Magazine Cultura
Chiusura del GFL e breve riflessione
“Eccolo il loto dei giardini: un fondo di sacco, quindici o venti funghi in tutto, estratti dalla terra fino alla radice, dentro una vallata tra due alture che un tempo erano state colline, in un campo stinto, senza vento. «Crescono solo in questo campo nell’isola, in nessun altro luogo». Le donne carezzavano l’erba fino alle radici degli alberi. Ingrid camminava distante: correva, si fermava e si accovacciava come se pisciasse, poi correva di nuovo irrequieta come una puledra. Erano le cinque quando rientrarono. Posarono sul tavolo i funghi accanto alle bacche. Le ragazze andarono a lavarsi al ruscello. Raffaele si sedette sulla sedia a dondolo, Edvard e Gustav sul divanetto accanto al tavolino. Cominciarono un gioco con i dadi”.

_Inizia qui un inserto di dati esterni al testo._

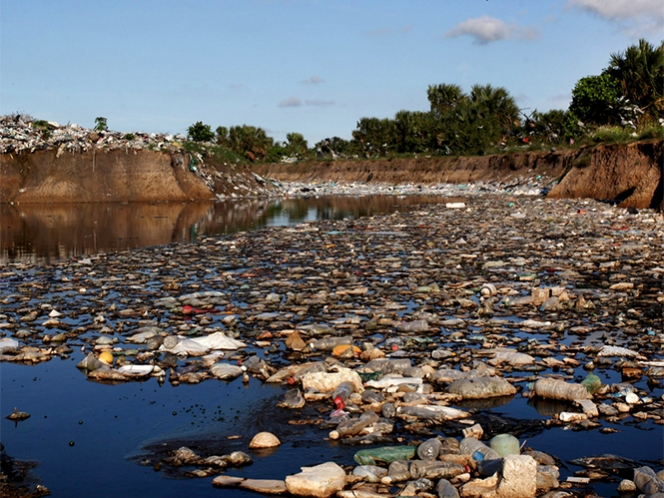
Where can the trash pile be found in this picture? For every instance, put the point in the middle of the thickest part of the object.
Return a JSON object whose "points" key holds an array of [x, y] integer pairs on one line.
{"points": [[530, 185], [395, 333], [20, 133]]}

Un ultimo invito alla lettura di “Giardini di loto” di Andrea Melone (ediz. Gaffi), un romanzo che come ho scritto altre volte mi ha coinvolto. Non è facile trovare nella narrativa contemporanea penne così delicate e intense.
L’esperienza del Grande Fratello Letterario chiude i battenti, per i motivi spiegati la scorsa volta. Verranno altre iniziative, ammettere che alcune siano seguite e altre meno credo che sia un gesto di onestà intellettuale. Mi preme molto sottolineare questo perché in un’epoca in cui tutto deve essere per forza figo e di successo, un fallimento è in genere percepito come qualcosa da evitare e di sicuro non da discutere in piazza. Penso invece che proprio dai fallimenti – nulla di nuovo – si possa considerare un lento e deciso affinamento del percorso, nella direzione forse più congeniale. Piace a qualcuno esibire sempre primati e successi e bellezza e conquiste e dati, bontà sua, inequivocabili, a noi di Sul Romanzo, con il nostro piccolo e insignificante blog, piace essere più onesti e condividere con voi lettori le iniziative buone e quelle meno buone, dichiarandolo.

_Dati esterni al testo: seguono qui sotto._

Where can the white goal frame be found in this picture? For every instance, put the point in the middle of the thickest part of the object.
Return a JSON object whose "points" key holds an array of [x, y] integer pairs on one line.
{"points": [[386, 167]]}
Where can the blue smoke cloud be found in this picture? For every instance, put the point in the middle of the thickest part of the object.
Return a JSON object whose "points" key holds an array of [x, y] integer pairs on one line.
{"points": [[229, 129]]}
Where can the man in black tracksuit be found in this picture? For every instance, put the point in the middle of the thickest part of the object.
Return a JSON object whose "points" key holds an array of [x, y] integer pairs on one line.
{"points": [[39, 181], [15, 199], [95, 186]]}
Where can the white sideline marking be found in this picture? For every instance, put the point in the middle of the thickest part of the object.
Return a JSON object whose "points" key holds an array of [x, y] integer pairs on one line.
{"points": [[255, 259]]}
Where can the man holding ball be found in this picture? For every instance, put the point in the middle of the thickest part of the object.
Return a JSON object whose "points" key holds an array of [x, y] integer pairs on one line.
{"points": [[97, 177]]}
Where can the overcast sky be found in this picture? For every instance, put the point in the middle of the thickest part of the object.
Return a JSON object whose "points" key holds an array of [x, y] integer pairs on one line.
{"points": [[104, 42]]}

Le adulazioni ottenute da una finta ostentazione di perfezione sono come le impronte lasciate sulla battigia, ineludibilmente passeggere. Si coltiva la temporaneità credendola la madre di soddisfazioni che scorrono una dopo l’altra, magari intense, eppure così caduche. Meglio passi titubanti e integri che una cisterna ricolma di parole di marketing la cui unica voce giunge artefatta, con la conseguenza che così come si conquista il successo in fretta si cadrà poi con altrettanta forza.